If the general partner withdrawing a portion or all of the value of his/her capital account in the partnership desires an immediate payment in cash, the partnership at its earliest convenience may pay eighty percent (80%) of the estimated value of his/her capital account and settle the balance in accordance with the valuation and payment procedures set forth in paragraphs 22 and 27.
Where securities are transferred, the partnership shall select securities to transfer equal to the value of the capital account or a portion of the capital account being withdrawn (i.e., without a reduction for broker commissions). Securities shall be transferred as of the date of the Group's valuation statement prepared to determine the value of that partner's capital account in the partnership. The Group's broker shall be advised that ownership of the securities has been transferred to the general partner as of the valuation date used for the withdrawal.

27. Debt. At no time will the total debt of the partnership exceed an amount equal to 50% of the assets of the partnership.

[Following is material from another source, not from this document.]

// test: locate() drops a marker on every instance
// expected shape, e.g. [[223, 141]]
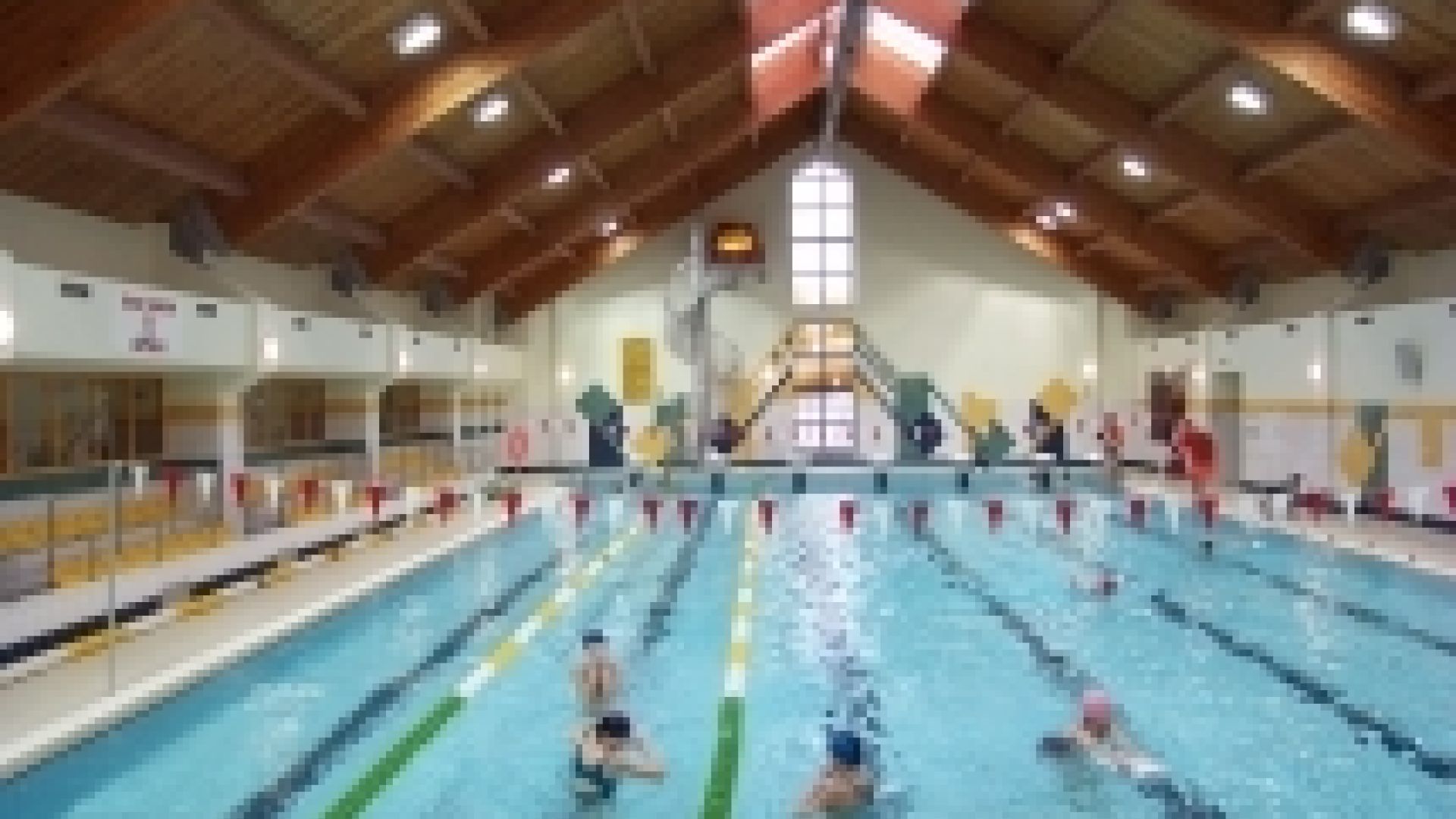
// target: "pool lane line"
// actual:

28. Officers. Refer to the Bylaws for details about duties and assignment. Other Officers include, but are not limited to, the Vice President, Treasurer, and Secretary. It is not necessary for each position to be filled at any time (other than the Advisor/President Position), and one person may hold more than one position. Officers shall serve a term indefinitely, at the discretion of the Advisor who shall serve that term for the duration of the partnership. No general partner may be under the age of eighteen (18) years old.

29. Recognition of Risks. Every investment involves a certain element of risk. By signing this agreement, each partner states that he/she understands and accepts these risks, and understands that no returns are guaranteed, and that investments may lose value, and are not insured.

30. Amendments. The partnership may, at any time, amend this partnership agreement by a two-thirds majority vote of the general partners, with the exception of this paragraph (Paragraph 31), which will require a unanimous vote.

31. Forbidden Acts: No partner shall:
(a) Have the right or authority to bind or obligate the partnership to any extent whatsoever with regard to any matter outside the scope of the partnership purpose.
(b) Except as provided in paragraph 17, without the unanimous consent of all the other general partners, assign, transfer, pledge, mortgage or sell all or part of his/her interest in the partnership to any other partner or other person whomsoever, or enter into any agreement as the result of which any person or persons not a general partner shall become interested with him/her in the partnership.
(c) Use the partnership name, credit or property for other than partnership purposes.
(d) Do any act detrimental to the interests of the partnership or which would make it
impossible to carry on the business or affairs of the partnership.
(e) Under any circumstances offer possible membership rights to any individual or group
without the unanimous approval of the partnership.

31. Place of business. The partnership's principle place of business is in the state of Maryland, though operations and communications are primarily conducted online.


This Agreement of General Partnership hereby declared and shall be binding upon the respective heirs, executors, trustees, administrators and personal representatives of the parties.

The parties have caused this Agreement of General Partnership to be executed on the dates indicated below, effective on the date indicated above.